Faktor ketidak sengajaan lainnya adalah kekerabatan, maksud
kekerabatan disini adalah kedudukan orang perorangan terhadap kedekatannya
dengan sumber kekerabatan itu. Biasanya faktor kekerabatan disini berhubungan
dengan kedudukan dalam keluarga atau menyangkut sistem pewarisan. Semakin jauh
hubungan kerabatnya maka semakin kecil kesempatan seseorang untuk menempati
kedudukan tertentu dalam keluarga atau bahkan semakin kecil pula kesempatannya
untuk memperoleh seperangkat fasilitas yang diwariskan oleh keluarganya. Tidak
seluruh anggota keluarga dapat menjadi ketua adat pada salah satu keluarga
Batak Toba misalnya, selama individu tersebut tidak memiliki akses kuat dalam
keluarga yang bersangkutan, atau misalnya yang berlaku pada kelompok Dayak Iban
di Kalimantan, atau banyak lagi kelompok-kelompok yang tersebar di belahan bumi
Indonesia dengan orientasi kekerabatan yang masih kuat.

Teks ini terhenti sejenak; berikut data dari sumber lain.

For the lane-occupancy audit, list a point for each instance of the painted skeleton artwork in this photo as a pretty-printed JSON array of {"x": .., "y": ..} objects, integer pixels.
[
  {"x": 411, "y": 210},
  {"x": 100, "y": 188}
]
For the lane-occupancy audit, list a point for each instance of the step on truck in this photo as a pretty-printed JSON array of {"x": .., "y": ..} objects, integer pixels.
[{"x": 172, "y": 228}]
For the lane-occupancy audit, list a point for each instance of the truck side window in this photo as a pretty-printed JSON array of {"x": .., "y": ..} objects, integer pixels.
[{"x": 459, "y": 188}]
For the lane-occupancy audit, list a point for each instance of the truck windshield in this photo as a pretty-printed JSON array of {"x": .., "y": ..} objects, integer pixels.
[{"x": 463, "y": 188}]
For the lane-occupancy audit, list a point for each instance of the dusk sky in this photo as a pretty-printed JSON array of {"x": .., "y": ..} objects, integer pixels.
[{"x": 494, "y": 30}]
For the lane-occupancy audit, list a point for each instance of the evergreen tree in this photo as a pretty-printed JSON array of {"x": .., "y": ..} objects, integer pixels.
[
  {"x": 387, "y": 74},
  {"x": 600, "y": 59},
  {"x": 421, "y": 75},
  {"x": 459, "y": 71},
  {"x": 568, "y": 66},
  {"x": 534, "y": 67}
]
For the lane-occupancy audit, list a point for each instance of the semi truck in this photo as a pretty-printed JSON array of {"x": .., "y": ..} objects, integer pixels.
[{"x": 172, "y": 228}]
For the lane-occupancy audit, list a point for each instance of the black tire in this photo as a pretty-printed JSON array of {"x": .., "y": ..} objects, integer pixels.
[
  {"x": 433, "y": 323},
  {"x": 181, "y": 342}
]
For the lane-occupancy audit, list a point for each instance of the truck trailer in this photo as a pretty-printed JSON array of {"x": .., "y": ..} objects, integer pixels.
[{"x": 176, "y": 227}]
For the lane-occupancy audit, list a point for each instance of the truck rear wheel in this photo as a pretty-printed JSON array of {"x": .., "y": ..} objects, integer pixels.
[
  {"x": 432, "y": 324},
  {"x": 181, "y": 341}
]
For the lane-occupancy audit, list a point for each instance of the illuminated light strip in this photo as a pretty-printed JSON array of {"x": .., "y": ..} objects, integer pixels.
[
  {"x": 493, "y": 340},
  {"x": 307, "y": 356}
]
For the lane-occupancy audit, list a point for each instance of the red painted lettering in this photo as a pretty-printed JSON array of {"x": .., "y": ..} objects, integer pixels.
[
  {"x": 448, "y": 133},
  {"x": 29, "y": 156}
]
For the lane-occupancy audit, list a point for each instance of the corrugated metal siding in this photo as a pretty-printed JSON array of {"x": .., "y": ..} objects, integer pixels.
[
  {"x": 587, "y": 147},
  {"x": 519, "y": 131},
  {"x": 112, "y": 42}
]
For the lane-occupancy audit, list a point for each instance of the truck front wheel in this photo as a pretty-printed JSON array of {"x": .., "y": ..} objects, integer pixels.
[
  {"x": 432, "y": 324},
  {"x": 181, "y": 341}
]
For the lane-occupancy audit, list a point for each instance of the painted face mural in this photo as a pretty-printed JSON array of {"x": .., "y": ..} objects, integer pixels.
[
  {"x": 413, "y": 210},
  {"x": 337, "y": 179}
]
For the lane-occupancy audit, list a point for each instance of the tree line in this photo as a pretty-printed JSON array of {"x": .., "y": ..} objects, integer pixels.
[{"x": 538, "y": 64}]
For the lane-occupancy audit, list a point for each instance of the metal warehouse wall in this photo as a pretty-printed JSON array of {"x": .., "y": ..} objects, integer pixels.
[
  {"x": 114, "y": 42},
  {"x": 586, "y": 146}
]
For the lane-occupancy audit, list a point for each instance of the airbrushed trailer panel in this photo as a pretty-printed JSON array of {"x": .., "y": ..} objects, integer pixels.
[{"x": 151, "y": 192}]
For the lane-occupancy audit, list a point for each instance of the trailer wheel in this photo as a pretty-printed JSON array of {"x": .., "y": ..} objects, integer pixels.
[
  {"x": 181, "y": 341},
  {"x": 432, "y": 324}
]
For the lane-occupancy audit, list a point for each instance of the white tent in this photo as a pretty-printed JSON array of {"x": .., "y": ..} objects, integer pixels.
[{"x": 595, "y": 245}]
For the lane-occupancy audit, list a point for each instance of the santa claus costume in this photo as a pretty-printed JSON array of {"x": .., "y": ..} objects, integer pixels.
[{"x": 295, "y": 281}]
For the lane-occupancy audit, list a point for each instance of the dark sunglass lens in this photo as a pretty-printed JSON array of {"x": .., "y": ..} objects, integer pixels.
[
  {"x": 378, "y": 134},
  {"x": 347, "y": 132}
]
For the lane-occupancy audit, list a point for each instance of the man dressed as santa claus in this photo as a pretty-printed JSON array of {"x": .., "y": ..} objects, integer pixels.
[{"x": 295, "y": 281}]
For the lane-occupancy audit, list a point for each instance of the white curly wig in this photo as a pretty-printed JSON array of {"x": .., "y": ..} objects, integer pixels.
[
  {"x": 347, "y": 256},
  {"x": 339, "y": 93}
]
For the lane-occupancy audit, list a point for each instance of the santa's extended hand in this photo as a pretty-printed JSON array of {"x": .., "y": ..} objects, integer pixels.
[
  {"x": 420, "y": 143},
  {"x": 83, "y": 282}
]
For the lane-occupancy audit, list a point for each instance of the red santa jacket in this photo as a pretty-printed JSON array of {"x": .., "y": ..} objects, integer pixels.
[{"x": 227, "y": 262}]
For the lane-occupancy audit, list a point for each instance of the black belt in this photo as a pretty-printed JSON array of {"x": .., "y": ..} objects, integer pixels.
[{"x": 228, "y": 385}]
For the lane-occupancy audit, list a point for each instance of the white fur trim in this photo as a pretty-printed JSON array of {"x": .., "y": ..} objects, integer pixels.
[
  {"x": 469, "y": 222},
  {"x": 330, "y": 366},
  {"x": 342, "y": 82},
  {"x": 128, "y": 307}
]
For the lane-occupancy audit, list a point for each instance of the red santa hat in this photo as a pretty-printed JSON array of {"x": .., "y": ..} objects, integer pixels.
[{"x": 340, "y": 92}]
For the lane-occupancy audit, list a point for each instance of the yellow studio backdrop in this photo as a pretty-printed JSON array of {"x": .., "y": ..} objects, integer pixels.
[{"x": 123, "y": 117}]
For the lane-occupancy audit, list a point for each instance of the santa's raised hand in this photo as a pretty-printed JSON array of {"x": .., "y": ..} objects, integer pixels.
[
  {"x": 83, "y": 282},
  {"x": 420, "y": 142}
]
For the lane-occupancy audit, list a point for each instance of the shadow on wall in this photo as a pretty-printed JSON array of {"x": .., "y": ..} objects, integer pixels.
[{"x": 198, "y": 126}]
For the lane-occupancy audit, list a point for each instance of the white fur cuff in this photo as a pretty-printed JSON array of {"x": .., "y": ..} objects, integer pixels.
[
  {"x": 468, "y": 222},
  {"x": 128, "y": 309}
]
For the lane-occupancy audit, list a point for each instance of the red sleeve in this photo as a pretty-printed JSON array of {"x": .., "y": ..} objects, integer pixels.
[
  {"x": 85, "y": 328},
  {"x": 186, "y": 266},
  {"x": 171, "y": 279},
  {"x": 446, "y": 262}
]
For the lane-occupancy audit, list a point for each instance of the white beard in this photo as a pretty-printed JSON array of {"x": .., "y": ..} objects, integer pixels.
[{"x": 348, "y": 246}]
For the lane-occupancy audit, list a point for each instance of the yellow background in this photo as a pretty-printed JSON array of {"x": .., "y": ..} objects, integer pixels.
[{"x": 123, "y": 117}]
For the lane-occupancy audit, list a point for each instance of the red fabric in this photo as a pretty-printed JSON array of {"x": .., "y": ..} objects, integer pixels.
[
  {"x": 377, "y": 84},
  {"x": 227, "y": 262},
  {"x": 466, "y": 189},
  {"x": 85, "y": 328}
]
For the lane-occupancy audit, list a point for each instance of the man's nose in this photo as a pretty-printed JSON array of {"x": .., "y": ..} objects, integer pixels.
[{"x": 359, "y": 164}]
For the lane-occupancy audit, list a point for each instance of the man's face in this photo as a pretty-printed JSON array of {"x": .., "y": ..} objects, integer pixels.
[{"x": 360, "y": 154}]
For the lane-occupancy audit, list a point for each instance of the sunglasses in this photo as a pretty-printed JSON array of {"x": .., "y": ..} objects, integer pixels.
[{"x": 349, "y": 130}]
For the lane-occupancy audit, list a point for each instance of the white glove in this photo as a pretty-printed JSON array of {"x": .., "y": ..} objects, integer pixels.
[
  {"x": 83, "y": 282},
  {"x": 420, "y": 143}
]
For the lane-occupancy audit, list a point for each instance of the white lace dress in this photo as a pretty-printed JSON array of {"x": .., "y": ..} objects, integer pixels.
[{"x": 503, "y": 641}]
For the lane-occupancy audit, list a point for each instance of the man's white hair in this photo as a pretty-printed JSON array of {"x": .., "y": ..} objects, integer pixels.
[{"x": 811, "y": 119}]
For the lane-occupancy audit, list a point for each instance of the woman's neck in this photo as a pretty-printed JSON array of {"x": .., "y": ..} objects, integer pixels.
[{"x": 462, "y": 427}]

Bentuk lain dari sistem pelapisan yang terjadi dengan sendirinya
adalah gender, fenomena ini walaupun tidak mutlak menentukan suatu
pelapisan namun dalam beberapa hal juga menunjuk pada sistem itu. Sistem
pewarisan pada beberapa masyarakat menunjukan kecenderungan bahwa laki-laki
berhak mewarisi lebih dari perempuan atau dalam bidang pekerjaan, khususnya
pada kehidupan masyarakat yang belum begitu modern, dominasi laki-laki terasa
lebih kental dibandingkan dengan perempuan, partisipasi perempuan dalam dunia
kerja relatif lebih terbatas dibandingkan dengan laki-laki para pekerja
perempuan pun relatif lebih banyak terdapat di strata yang lebih rendah dan sering menerima upah atau gaji yang lebih
rendah dari laki-laki.
Proses yang kedua,
yaitu sistem pelapisan yang sengaja disusun untuk mengejar suatu tujuan
bersama, disamping dibeda-bedakan berdasarkan status yang diperoleh, anggota
masyarakat dibeda-bedakan pula berdasarkan status yang diraihnya, sehingga
menghasilkan berbagai jenis stratifikasi. Salah satu diantaranya adalah
stratifikasi berdasarkan pendidikan (educational stratification) bahwa
hak dan kewajiban warga negara sering dibeda-bedakan atas dasar tingkat
pendidikan formal yang berhasil mereka raih.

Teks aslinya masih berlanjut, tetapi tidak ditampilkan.